An Expert Overview of Stacked Attention-guided ResUNets for Blind Single Image Visible Watermark Removal

The paper "Split then Refine: Stacked Attention-guided ResUNets for Blind Single Image Visible Watermark Removal" by Xiaodong Cun and Chi-Man Pun addresses the technically challenging task of removing visible watermarks from single images without prior watermark location data or user intervention. The proposed method improves upon current techniques by envisioning the watermark removal process as a two-stage task, employing a stack of Residual U-Nets (ResUNets) guided by a strategic attention mechanism.

Methodological Framework

SplitNet

The authors propose a two-stage framework to remove watermarks. The first stage employs SplitNet, a multi-task learning approach that integrates detection, removal, and recovery of watermarks into a singular network structure. SplitNet is based on ResUNet architecture, which combines attributes of deep residual learning with the encoder-decoder functionality of U-Nets. This configuration captures multi-scale feature hierarchies essential for discerning subtle watermark characteristics.

SplitNet distinguishes itself by integrating task-specific attentions within a multi-domain learning context. It employs shared encoding layers to process images and extends separate attention frameworks to handle the heterogeneity of tasks, enhancing task-specific efficacy while optimizing resource utilization. This setup contrasts markedly with traditional models, which attempt simultaneous detection and refinement, often diluting the nuanced requirements of each task due to intertwined feature dependencies.

RefineNet

The second stage involves RefineNet, which takes initial predictions from SplitNet (including the coarsely restored image and a watermark mask) and refines them. Notably, RefineNet employs spatially separated attention modules, which focus computational efforts specifically on the masked regions initially identified. This spatial attention is crucial for accurately reconstructing details in areas degraded by the watermark, ensuring that the final outputs exhibit fewer artifacts and closer semblance to unaltered textures.

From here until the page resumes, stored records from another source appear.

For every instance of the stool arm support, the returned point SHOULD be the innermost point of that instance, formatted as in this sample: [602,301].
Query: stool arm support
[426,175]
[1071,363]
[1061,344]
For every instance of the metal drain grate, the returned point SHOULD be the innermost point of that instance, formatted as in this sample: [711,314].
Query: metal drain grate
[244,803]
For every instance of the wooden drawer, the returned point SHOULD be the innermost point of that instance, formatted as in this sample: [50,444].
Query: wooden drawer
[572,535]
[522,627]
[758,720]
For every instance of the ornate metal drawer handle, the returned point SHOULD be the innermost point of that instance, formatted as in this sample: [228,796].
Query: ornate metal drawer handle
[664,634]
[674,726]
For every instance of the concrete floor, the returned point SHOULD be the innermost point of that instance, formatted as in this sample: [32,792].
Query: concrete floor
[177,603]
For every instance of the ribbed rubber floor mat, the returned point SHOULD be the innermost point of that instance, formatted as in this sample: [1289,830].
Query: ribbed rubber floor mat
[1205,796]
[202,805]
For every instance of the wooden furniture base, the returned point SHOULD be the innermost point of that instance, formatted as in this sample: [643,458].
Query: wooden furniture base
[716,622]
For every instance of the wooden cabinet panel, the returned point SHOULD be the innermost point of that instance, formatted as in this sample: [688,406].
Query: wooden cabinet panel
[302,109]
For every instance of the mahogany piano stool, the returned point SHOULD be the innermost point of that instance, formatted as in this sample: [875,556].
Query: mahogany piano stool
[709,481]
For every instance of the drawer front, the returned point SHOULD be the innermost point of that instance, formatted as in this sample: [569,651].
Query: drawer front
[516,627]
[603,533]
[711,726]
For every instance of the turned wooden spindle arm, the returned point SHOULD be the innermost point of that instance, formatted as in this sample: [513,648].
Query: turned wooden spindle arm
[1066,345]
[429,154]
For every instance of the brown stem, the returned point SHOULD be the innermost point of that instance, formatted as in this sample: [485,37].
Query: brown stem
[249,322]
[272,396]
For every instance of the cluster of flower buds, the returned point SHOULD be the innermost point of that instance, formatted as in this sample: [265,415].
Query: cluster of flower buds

Numerical Experiments and Results

In extensive evaluations across multiple synthesized datasets (LOGO-H, LOGO-L, LOGO-Gray, and LOGO-30K), the authors demonstrate notable improvements over existing methods, such as BVMR, UNet, and SIRF. The paper quantifies these improvements using metrics such as PSNR, SSIM, and LPIPS, with this work clearly outperforming the alternatives. For instance, the proposed model reached PSNR values over 40 dB across various dataset configurations, underscoring its robustness in challenging scenarios characterized by high watermark opacity and size.

Implications and Future Work

The method delineated in this paper has broad implications for applications in digital media security and rights management, where watermark removal is pertinent. The results suggest practical applicability in real-world environments, supported by the algorithm's ability to generalize across different types of watermark patterns and complexities without additional annotation or interactive interventions.

The introduction of spatially attentive modules signifies an advancement that could impact related tasks, such as shadow removal and image harmonization. Future work could explore expanding this model to encompass dynamic contexts, such as video frames, or adaptive learning that acclimatizes to varying watermarking schemes automatically.

Conclusion

Cun and Pun's research contribution significantly advances the field of image processing and security by addressing the visible watermark removal problem with a sophisticated, well-founded architectural approach. The structured two-stage framework and the integration of multi-domain attention mechanisms are insights that healthy further studies in automated image restoration challenges. This work elevates the standard for end-to-end systems aiming to restore media fidelity and could herald a new era of practical applications in digital rights management.